Por San Bartolomé

Por San Bartolomé

Por San Bartolomé, si no revolvía el tiempo, la era quedaba limpia y barrida. El viajero que se acercara al pueblo a pasar la fiesta del patrón podía ver, si acaso, en un rincón el montón de granzas junto a unos gavejones de yeros o de «cucos», como se conocían los guisantes de secano, arrancados de la pieza con la aguada del alba, a base de uñas, antes de que picara el sol. Después las mujeres -esta solía ser tarea femenina- sin quitarse en todo el verano el pañuelo de la cabeza con el que se cubrían también la cara para no ponerse morenas, desgranaban pacientemente los garbanzos y las rubias lentejas de la tierra. El día de la fiesta, San Bartolomé recorría en andas, imponente, las calles y bendecía al pueblo y la cosecha.

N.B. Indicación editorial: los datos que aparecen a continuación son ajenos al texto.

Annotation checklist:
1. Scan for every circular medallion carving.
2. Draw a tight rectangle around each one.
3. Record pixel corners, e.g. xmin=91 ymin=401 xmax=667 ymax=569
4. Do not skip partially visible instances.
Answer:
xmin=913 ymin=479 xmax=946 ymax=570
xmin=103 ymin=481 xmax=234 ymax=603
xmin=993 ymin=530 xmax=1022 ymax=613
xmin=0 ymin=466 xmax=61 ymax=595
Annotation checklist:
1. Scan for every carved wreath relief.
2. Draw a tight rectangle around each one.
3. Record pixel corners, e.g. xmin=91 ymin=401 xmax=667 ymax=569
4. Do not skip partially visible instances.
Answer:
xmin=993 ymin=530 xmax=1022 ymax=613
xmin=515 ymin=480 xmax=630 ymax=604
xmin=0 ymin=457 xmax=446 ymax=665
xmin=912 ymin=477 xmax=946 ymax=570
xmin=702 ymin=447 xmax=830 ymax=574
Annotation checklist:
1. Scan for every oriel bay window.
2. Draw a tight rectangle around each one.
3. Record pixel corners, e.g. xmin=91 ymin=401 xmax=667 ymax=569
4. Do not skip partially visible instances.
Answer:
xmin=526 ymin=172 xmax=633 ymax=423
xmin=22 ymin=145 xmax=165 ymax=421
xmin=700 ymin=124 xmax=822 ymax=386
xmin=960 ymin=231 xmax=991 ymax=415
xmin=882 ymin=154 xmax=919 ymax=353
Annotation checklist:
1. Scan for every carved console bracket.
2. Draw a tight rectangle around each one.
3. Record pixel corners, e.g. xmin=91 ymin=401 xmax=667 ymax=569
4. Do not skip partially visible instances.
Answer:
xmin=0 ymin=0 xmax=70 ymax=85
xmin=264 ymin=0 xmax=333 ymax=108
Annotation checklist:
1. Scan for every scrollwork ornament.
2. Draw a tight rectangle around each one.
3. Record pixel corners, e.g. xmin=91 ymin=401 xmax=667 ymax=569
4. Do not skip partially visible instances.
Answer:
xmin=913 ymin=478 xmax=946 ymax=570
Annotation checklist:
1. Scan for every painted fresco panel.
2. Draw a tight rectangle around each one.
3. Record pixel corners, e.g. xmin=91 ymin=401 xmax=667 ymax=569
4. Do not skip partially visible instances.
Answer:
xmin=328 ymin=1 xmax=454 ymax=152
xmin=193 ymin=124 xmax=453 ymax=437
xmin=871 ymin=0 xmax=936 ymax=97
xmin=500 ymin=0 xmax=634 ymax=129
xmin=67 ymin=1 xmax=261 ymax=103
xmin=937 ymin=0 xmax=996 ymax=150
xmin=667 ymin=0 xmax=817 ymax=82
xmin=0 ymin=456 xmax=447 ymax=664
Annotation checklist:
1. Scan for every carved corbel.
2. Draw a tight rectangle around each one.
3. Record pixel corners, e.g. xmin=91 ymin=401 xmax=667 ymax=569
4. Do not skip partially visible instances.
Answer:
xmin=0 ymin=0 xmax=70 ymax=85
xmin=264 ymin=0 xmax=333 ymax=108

En los páramos castellanos de las Tierras Altas, el final del verano era el tiempo de la caza, con la apertura de la media veda por la Virgen de agosto, y de la dula suelta retozando en la dehesa. Desde el punto de la mañana, los cazadores recorrían con sus perros los rastrojos y los orillos en busca de las inocentes codornices. El polvo de las eras -el picante tamo de los tardíos, de la avena y la cebada ladilla- cubría las paredes del caserío, se apoderaba de las callejas y manchaba las flores de malva donde bordoneaban los abejorros. Con la cosecha metida en casa -el grano en el granero y la paja en el pajar-, el pueblo descansaba y se recogía en silencio a la espera de la llegada inminente del otoño temprano.

El campo se volvía pardo, pajizo y desolado. Las calles se poblaban de moscas y de perros callejeros, sin raza conocida, tumbados a la sombra. También las ovejas, recién esquiladas, se apiñaban en la siesta. Los campesinos, con el rostro flaco, endrino, acuchillado por el sol del verano, descansaban y hacían balance de la cosecha en los poyos de las puertas y en la taberna. «Mal año -repetían año tras año-, pan para hoy y hambre para mañana», confirmando el ancestral pesimismo del mundo rural, que favoreció la estampida de la despoblación. En las tierras cercanas de la Rioja, más cálidas, todos los caminos olían ya a fruta y empezaba la alegre vendimia. Buen momento para coronarse de pámpanos dorados, como el cuadro de Arcimboldo, que se llama justamente «Otoño», o como las columnas barrocas del altar mayor de la iglesia parroquial, envueltas en apretados racimos de oro viejo, iluminados por la tenue luz de la lámpara del Santísimo.